#### Differentiate between Data Analytics and Data Science

Data Analytics |
Data Science |

Data Analytics is a subset of Data Science. | Data Science is a broad technology that includes various subsets such as Data Analytics, Data Mining, Data Visualization, etc. |

The goal of data analytics is to illustrate the precise details of retrieved insights. | The goal of data science is to discover meaningful insights from massive datasets and derive the best possible solutions to resolve business issues. |

Requires just basic programming languages. | Requires knowledge in advanced programming languages. |

It focuses on just finding the solutions. | Data Science not only focuses on finding the solutions but also predicts the future with past patterns or insights. |

A data analyst’s job is to analyse data in order to make decisions. | A data scientist’s job is to provide insightful data visualizations from raw data that are easily understandable. |

#### What is the difference between the long format data and wide format data?

Long Format Data |
Wide Format Data |

A long format data has a column for possible variable types and a column for the values of those variables. | Whereas, Wide data has a column for each variable. |

Each row in the long format represents one time point per subject. As a result, each topic will contain many rows of data. | The repeated responses of a subject will be in a single row, with each response in its own column, in the wide format. |

This data format is most typically used in R analysis and for writing to log files at the end of each experiment. | This data format is most widely used in data manipulations, stats programmes for repeated measures ANOVAs and is seldom used in R analysis. |

A long format contains values that do repeat in the first column. | A wide format contains values that do not repeat in the first column. |

Use df.melt() to convert wide form to long form | use df.pivot().reset_index() to convert long form into wide form |

#### What is bias in Data Science?

Bias is a type of error that occurs in a Data Science model because of using an algorithm that is not strong enough to capture the underlying patterns or trends that exist in the data. In other words, this error occurs when the data is too complicated for the algorithm to understand, so it ends up building a model that makes simple assumptions. This leads to lower accuracy because of underfitting. Algorithms that can lead to high bias are linear regression, logistic regression, etc.==

#### Why is Python used for Data Cleaning in DS?

Data Scientists have to clean and transform the huge data sets in a form that they can work with. It is important to deal with the redundant data for better results by removing nonsensical outliers, malformed records, missing values, inconsistent formatting, etc.

Python libraries such as Matplotlib, Pandas, Numpy, Keras, and SciPy are extensively used for Data cleaning and analysis. These libraries are used to load and clean the data and do effective analysis. For example, a CSV file named “Student” has information about the students of an institute like their names, standard, address, phone number, grades, marks, etc.

#### What is variance in Data Science?

Variance is a type of error that occurs in a Data Science model when the model ends up being too complex and learns features from data, along with the noise that exists in it. This kind of error can occur if the algorithm used to train the model has high complexity, even though the data and the underlying patterns and trends are quite easy to discover. This makes the model a very sensitive one that performs well on the training dataset but poorly on the testing dataset, and on any kind of data that the model has not yet seen. Variance generally leads to poor accuracy in testing and results in overfitting

#### What is pruning in a decision tree algorithm?
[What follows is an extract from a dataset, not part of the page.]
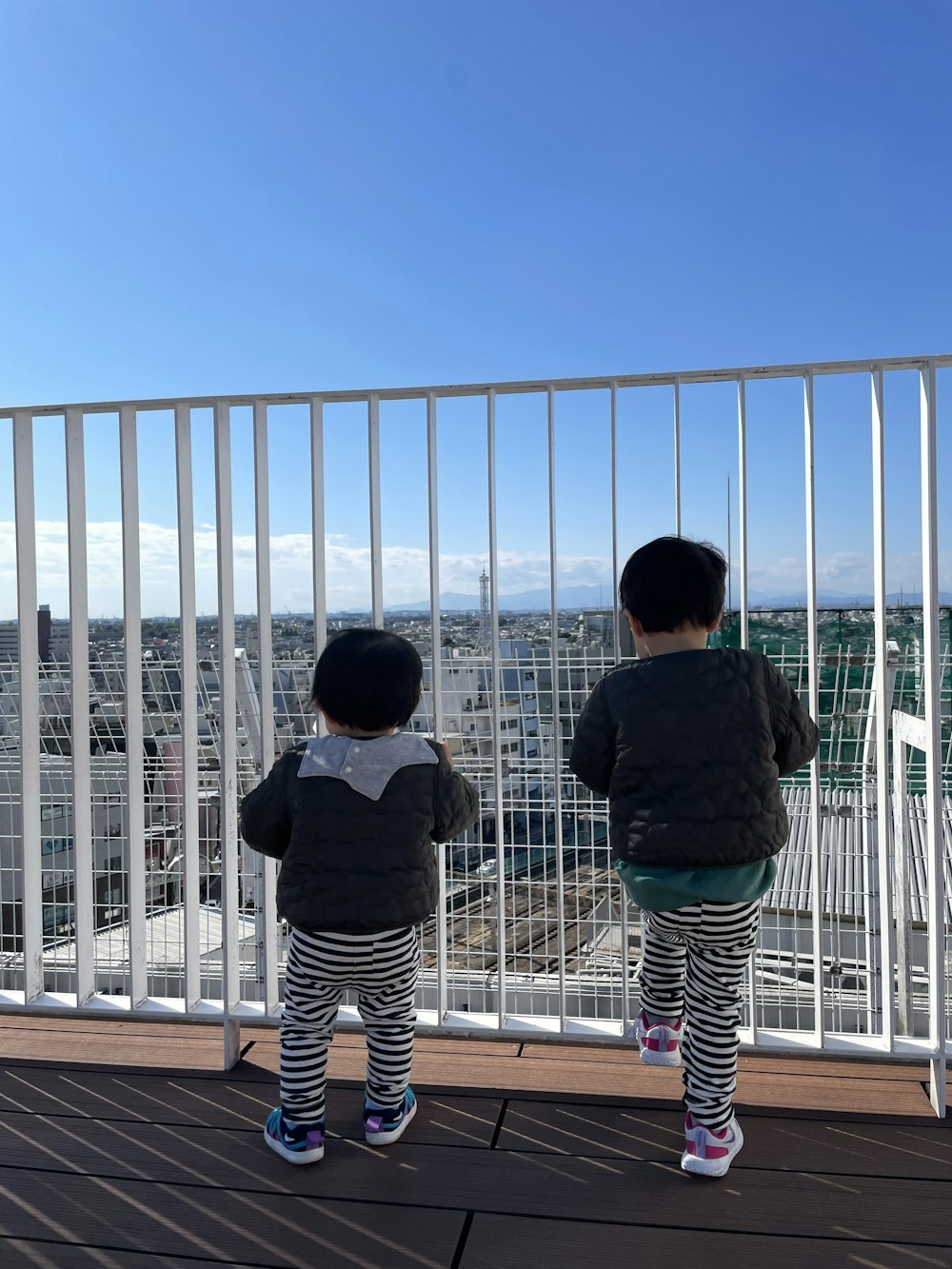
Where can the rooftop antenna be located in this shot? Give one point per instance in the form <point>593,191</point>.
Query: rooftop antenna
<point>730,605</point>
<point>484,637</point>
Pruning a decision tree is the process of removing the sections of the tree that are not necessary or are redundant. Pruning leads to a smaller decision tree, which performs better and gives higher accuracy and speed.
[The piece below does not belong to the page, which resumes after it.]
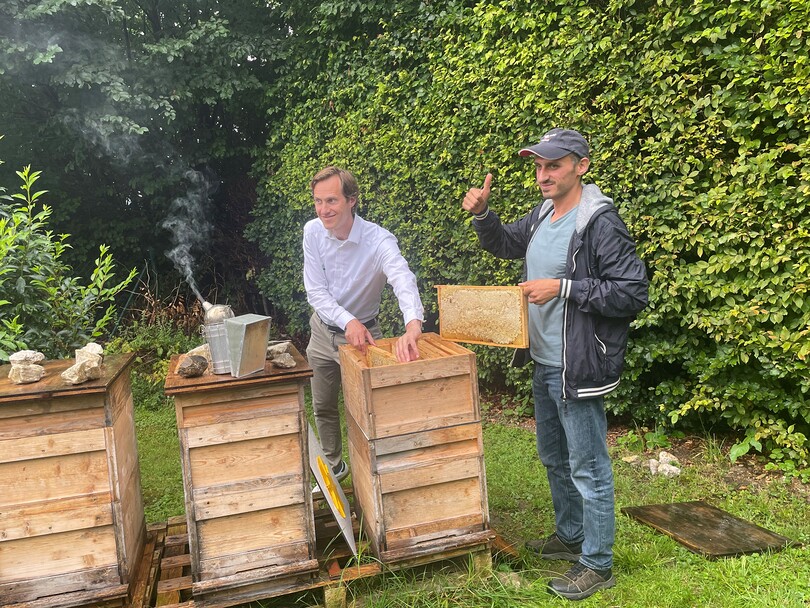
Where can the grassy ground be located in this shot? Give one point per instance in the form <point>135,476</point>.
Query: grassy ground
<point>652,570</point>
#### What is an RNN (recurrent neural network)?

A recurrent neural network, or RNN for short, is a kind of Machine Learning algorithm that makes use of the artificial neural network. RNNs are used to find patterns from a sequence of data, such as time series, stock market, temperature, etc. RNNs are a kind of feedforward network, in which information from one layer passes to another layer, and each node in the network performs mathematical operations on the data. These operations are temporal, i.e., RNNs store contextual information about previous computations in the network. It is called recurrent because it performs the same operations on some data every time it is passed. However, the output may be different based on past computations and their results.

#### What is a kernel function in SVM?

In the SVM algorithm, a kernel function is a special mathematical function. In simple terms, a kernel function takes data as input and converts it into a required form. This transformation of the data is based on something called a kernel trick, which is what gives the kernel function its name. Using the kernel function, we can transform the data that is not linearly separable (cannot be separated using a straight line) into one that is linearly separable.
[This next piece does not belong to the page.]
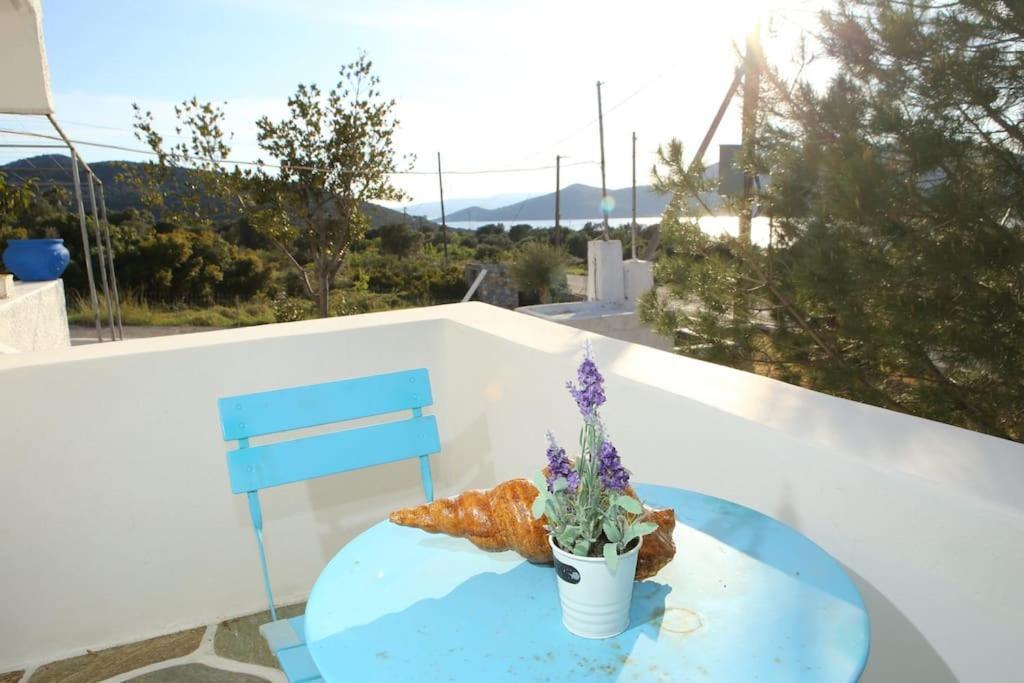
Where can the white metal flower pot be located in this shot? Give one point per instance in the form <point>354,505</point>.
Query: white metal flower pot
<point>595,600</point>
#### Explain bagging in Data Science.

Bagging is an ensemble learning method. It stands for bootstrap aggregating. In this technique, we generate some data using the bootstrap method, in which we use an already existing dataset and generate multiple samples of the *N* size. This bootstrapped data is then used to train multiple models in parallel, which makes the bagging model more robust than a simple model.

Once all the models are trained, when it’s time to make a prediction, we make predictions using all the trained models and then average the result in the case of regression, and for classification, we choose the result, generated by models, that have the highest frequency.

#### Explain how Machine Learning is different from Deep Learning.

A field of computer science, Machine Learning is a subfield of Data Science that deals with using existing data to help systems automatically learn new skills to perform different tasks without having rules to be explicitly programmed.

Deep Learning, on the other hand, is a field in Machine Learning that deals with building Machine Learning models using algorithms that try to imitate the process of how the human brain learns from the information in a system for it to attain new capabilities. In Deep Learning, we make heavy use of deeply connected neural networks with many layers.